How to Run a Live Poll During a Presentation
2026-04-02
Why live polls work in presentations
Passive audiences disengage within minutes. A well-timed poll resets attention, makes the audience feel heard, and gives you real-time data about where your room is. The best presenters use polls not as gimmicks but as genuine feedback loops.
The barrier to using live polls has always been setup time. Most tools require both the presenter and the audience to have accounts. That's five minutes of friction you don't have in the middle of a talk.
What you need
A free tool that requires no accounts on either side. rifts.to is the fastest option: open the page, add your questions, and you get a QR code to share. Your audience scans it and answers immediately — no account, no app.
For your questions, keep them short. One or two multiple choice questions per poll. Save open-ended questions for the end when you have more time to read responses.
Running the poll mid-presentation
Display the QR code on your main slide. Give the audience 60–90 seconds to respond. Switch to your admin dashboard to show results live. The bar charts update in real time, which creates a moment of shared discovery — the audience sees their collective answer emerge.
For in-person events, display the results before moving on. For webinars, narrate what you're seeing. Either way, refer back to the results later in your talk — it reinforces that the poll wasn't throwaway engagement but actually shaped your presentation.
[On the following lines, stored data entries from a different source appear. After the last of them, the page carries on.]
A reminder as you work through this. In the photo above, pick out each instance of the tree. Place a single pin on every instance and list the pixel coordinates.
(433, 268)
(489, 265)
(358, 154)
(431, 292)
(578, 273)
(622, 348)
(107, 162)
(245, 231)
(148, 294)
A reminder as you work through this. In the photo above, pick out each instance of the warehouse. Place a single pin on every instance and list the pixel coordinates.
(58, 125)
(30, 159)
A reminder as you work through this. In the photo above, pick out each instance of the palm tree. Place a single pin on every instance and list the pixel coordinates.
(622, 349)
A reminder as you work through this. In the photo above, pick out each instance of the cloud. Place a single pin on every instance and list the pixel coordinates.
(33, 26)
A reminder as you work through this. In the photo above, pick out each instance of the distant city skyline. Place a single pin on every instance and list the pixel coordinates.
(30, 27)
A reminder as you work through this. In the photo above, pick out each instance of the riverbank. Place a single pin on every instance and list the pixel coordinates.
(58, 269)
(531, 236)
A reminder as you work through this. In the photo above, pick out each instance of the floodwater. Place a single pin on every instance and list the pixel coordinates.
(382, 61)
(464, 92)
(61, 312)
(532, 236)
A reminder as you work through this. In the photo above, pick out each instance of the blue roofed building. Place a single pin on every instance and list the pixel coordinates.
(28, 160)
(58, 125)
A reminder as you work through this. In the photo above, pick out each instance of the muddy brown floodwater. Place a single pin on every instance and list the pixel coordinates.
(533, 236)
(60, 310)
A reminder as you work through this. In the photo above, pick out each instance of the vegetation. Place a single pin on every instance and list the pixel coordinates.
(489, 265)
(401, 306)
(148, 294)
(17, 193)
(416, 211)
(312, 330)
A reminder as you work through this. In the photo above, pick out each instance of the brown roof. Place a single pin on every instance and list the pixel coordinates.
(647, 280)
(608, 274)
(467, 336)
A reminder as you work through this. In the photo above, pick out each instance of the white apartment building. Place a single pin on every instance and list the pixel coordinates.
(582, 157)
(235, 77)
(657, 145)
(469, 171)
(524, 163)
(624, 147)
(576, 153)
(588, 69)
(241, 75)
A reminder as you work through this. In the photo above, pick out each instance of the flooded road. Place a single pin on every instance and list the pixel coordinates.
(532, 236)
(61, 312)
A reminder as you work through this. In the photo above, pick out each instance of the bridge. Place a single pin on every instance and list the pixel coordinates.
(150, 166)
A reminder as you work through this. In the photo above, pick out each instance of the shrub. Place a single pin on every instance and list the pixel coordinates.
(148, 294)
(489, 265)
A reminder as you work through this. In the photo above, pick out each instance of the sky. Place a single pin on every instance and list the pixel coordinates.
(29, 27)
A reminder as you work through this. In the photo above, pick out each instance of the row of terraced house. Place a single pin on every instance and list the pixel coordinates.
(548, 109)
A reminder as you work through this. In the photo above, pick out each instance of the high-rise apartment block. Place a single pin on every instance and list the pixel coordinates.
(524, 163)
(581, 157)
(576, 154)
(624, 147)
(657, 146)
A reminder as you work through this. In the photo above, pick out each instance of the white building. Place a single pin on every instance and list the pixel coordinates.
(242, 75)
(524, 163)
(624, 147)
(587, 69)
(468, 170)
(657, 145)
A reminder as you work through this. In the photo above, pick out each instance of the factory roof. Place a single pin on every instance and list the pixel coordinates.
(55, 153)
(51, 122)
Question types that work best
Multiple choice: Use for opinion checks, knowledge assessments, or preference polls. Keep options to 3–5. More than 5 choices and people stop reading them.
Rating scale (1–10): Use for confidence checks ("How confident are you in this concept?") or sentiment measurement. The average score tells you a lot at a glance.
Free text: Reserve for the end of a session. "What's your biggest takeaway?" Free text generates qualitative insights that numbers can't.